Plateau de Millevaches (Limousin), reportage
« S’il y a un loup qui nous observe, il doit être par là-bas. Lâchés, les chiens courent dans cette direction », décrit Loïc Defossez, en pointant un bosquet du bout de son bâton. Le trentenaire est l’un des rares bergers du plateau de Millevaches. Il veille sur plus de 400 brebis d’un groupement pastoral en estive à 900 mètres d’altitude. Là-haut, sur ce territoire rural entre la Haute-Vienne, la Creuse et la Corrèze, la bête peut être partout et suscite toutes les suppositions.
Carmen Munoz Pastor et Vincent Primault suivent sa trace depuis 2021. Les deux naturalistes de l’association Carduelis, installée dans la région, compilent leurs recherches dans un carnet désormais bien épais.
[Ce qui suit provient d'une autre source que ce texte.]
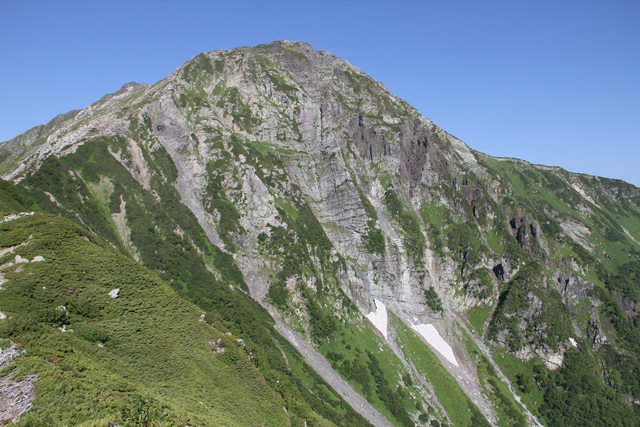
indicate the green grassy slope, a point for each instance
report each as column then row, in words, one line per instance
column 144, row 357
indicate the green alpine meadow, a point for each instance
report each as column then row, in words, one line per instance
column 268, row 237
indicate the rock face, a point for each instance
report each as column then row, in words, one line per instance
column 327, row 191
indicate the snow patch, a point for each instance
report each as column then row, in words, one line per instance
column 19, row 260
column 431, row 334
column 379, row 317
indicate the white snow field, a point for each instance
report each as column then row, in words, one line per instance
column 431, row 334
column 379, row 317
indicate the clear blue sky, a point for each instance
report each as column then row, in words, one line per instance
column 551, row 82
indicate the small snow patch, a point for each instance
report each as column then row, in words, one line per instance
column 20, row 260
column 379, row 317
column 431, row 334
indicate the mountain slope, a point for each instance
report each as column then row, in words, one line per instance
column 293, row 177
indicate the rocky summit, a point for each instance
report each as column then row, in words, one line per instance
column 269, row 237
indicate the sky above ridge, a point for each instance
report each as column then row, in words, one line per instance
column 555, row 83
Dates des attaques, secteurs visités, découverte d’un premier individu abattu par des louvetiers en mai 2023 et, depuis l’été 2024, suivi d’un couple qui constitue sa meute. « Le Limousin est le dernier endroit où le loup a été éradiqué dans les années 1930. On ne pensait pas qu’il ferait son retour de notre vivant. C’est historique ce qui se passe », se réjouissent les deux spécialistes, qui le savent en sursis.
Des naissances rares
Début août, la révélation par les services de l’État de la présence de quatre louveteaux nés au printemps a ravivé les appréhensions de toute part. « On a très peur du braconnage. Ce n’est pas un fantasme, on sait qu’ils sont recherchés », indiquent les naturalistes, selon qui ces naissances sont « exceptionnelles » pour la conservation de l’espèce.
Les louveteaux sont issus d’un croisement entre deux lignées — germano-polonaise côté père, italo-alpine côté mère —, ce n’était pas arrivé depuis plus d’un siècle en France.

Pour les éleveurs, les jeunes loups représentent une menace supplémentaire pour leur activité, alors que sept individus ont été identifiés dans la zone (dont un mâle solitaire). Une trentaine d’exploitants bénéficient actuellement d’autorisations préfectorales de tirs de défense simple, pouvant être délivrés dans le cas de troupeaux susceptibles de faire office de proies.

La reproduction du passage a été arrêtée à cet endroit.